A Tremendous Canada of Light
Description
$11.95
ISBN 0-88910-415-8
DDC 971.064'7
Author
Publisher
Year
Contributor
H. Graham Rawlinson teaches history at York University in Toronto.
Review
What is Canada and what could it be? are the questions that animate this
thought-provoking, if inevitably, incomplete, essay on our elusive
national identity. Nearly half the book is taken up by the first
chapter, which assails Brian Mulroney for failing to understand his
country. According to Powe, the “slash and burn” politics of the
Mulroney years made the economic bottom line the key determinant of
government policy: the result was a moral vacuum that blurred
Canadians’ true identity.
Ironically, the author spends the rest of the book celebrating the
possibilities of Canadian blurriness. Borrowing generously from the
communications theory of Marshall McLuhan, Powe argues that Canada is
built on listening and on sharing information, not on traditional, more
tangible symbols. Thus, the real Canada is defined by its “process,”
“pluralism,” and “lack of single identity.” “A tremendous
Canada of light” would listen to everyone, and make everyone heard.

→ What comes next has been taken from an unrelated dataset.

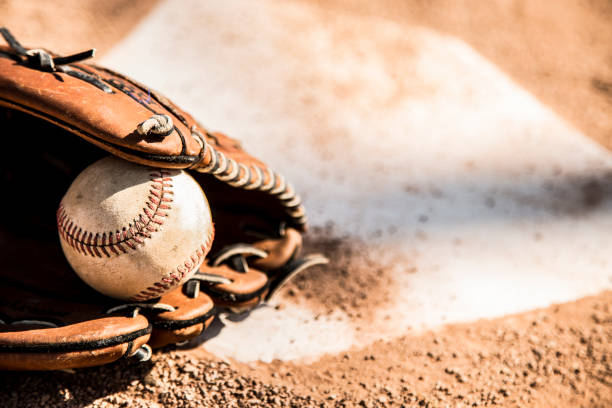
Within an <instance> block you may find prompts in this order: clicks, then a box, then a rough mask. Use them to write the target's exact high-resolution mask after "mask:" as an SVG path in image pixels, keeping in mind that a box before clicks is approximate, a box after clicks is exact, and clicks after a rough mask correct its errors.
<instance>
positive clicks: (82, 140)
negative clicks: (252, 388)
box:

Canada has always seemed to defy modern notions of statehood, and Powe
does an admirable job in defining an anti-nation in a way that still
leaves Canada intact. Few could find fault with the compassionate and
tolerant communication state he advocates. Yet the articulation of his
vision seems hopelessly utopian, constructed as it is with little
reference to concrete political issues. As a practical response to the
real national problems that Powe himself introduces in his first
chapter, these ideas seem simplistic.
This essay succeeds best when the author avoids the attempt, which many
others have made, to build a Canadian identity artificially out of
tangible political, historical, and cultural symbols. Powe demonstrates
imagination and sensitivity, in trying to define the whole in terms of
its myriad parts. As an indictment of the ideology that informed the
Mulroney years, however, his book is wholly inadequate.